Static code analysis and formal methods for PLC software

Does it make sense to apply static code analysis and formal methods to PLC software written in domain specific languages such as IEC61131-3?
Is this common in the industry? What is your experience?
My many years experience of different industries is - it generally depends on the industry and commercial limitations. Most customers just want a working system regardless of domain languages or any other specific limitation of the hardware. Any bugs were generally your problem.

Certain large organisations want every stage in Software Design documented; good example being the Nuclear Industry. They triple check every stage - factory test used to be long and drawn out. But then you just couldn’t go to site and commission systems.

Thank you for your answer. It sounds reasonable that the customer wants to have a working system with no additional cost and no time required for verification.

I also encountered this situation while I was working in the embedded area on software written in C. When the customer requires additional safety guaranties (like SIL certification), this adds requirements to our development process, including static analysis and verification routines in accordance with a safety standard such as IEC61580.
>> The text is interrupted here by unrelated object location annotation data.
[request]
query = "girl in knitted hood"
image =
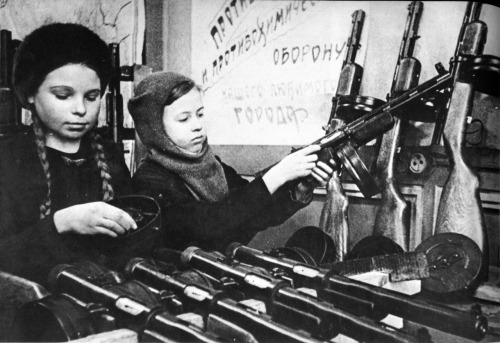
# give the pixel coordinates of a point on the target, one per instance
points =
(56, 173)
(204, 201)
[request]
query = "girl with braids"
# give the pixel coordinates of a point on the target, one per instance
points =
(56, 174)
(204, 201)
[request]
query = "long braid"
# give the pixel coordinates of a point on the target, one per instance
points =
(102, 165)
(42, 155)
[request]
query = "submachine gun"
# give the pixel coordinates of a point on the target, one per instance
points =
(288, 305)
(114, 100)
(213, 303)
(87, 300)
(392, 219)
(361, 298)
(460, 208)
(347, 105)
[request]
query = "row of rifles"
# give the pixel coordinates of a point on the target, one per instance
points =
(248, 295)
(447, 100)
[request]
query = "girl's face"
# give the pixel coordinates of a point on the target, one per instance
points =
(68, 103)
(184, 122)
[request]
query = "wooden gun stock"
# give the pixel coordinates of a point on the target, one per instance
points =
(393, 216)
(334, 215)
(460, 208)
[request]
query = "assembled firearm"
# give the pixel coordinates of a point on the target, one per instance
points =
(214, 303)
(460, 208)
(334, 216)
(344, 141)
(10, 111)
(361, 298)
(130, 302)
(288, 305)
(392, 219)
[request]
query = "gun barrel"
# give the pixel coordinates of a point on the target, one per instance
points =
(411, 30)
(307, 312)
(71, 280)
(465, 324)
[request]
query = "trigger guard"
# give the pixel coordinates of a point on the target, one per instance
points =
(358, 171)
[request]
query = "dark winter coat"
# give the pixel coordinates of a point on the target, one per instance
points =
(248, 209)
(30, 247)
I understand that this is necessary for low-level languages like C, C++ or Ada. These languages potentially have an opportunity to make a bug with memory access or something like this.

But I've never heard of using the same analysis/verification routines for PLC software written in high-level "safe" domain specific languages. The source code written on these languages can also contains errors in the memory (for example, in direct variables access), or just contains silly mistakes, added due to inattention of the developer. What's strange is the standards that describe these languages, does not contains any information about the need for analysis/verification.

So, I developed a tool for static code analysis of IEC61131-3 programs, which supports PLCOpen standard guidelines and a very simple abstract interpretation engine based on z3. We use it in our work projects, and it's fine. But I wonder if my utility could be useful to anyone else outside of my company, what kind of functionallity they will need. Or should I just give it to my employer, because it seems that nobody else use the analysis of PLC.